A Proportional Response

"A Proportional Response" is the 3rd episode of The West Wing.
Plot
An angry President Josiah Bartlet seeks vengeance after Syrian operatives blow up a jet carrying his personal physician and dozens of American passengers. The Pentagon comes up with what they call a "proportional response" to the attack, which involves air strikes on three low-level targets in Syria as well as one against the Syrian intelligence agency headquarters. However, President Bartlet wants a stronger response, and the Joint Chiefs respond with an attack plan on a much more prominent target: the international airport in Damascus. The subtext of the story involves the President's unease around the Joint Chiefs of Staff and his worries about receiving their respect despite never having served in the military. Leo McGarry talks to Admiral Percy Fitzwallace who tells him the President is doing fine. Despite this, Fitzwallace earlier told the President that his desired response is disproportionate, saying that he "will have doled out five thousand dollars worth of punishment for a fifty buck crime." Leo confronts the President about the disproportionate response and says that he will stand up against him if he continues to insist on it. President Bartlet confesses he has personalized the terrorist attack because his physician, a good man with a newborn daughter, was among the victims. He then authorizes the proportional response and gives a televised speech in which he explains the situation to the American people.

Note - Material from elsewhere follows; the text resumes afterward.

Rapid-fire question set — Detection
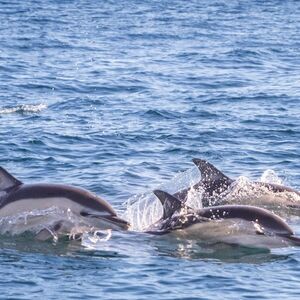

In other story lines, Charlie Young applies for a White House job and C.J. Cregg talks reporter Danny Concannon out of writing a story about Sam Seaborn's relationship with a call girl. Charlie, who was applying for a messenger job, impresses Josh Lyman enough that Josh insists on hiring Charlie as the President's personal aide, or "body man."
Episode title
The military option offered to the President is a proportional response but he calls for a disproportionate response. The issue of the virtue of a proportional response was also touched on by Aaron Sorkin in his 1995 movie, The American President when after being told attacking the Libyan Intelligence Headquarters is a proportional response to Libya's attack on C-STAD in Israel, President Shepherd asks, "Someday somebody's going to have to explain to me the virtue of a proportional response." Martin Sheen was part of both scenes, as he played the White House Chief of Staff A.J. MacInerney in The American President.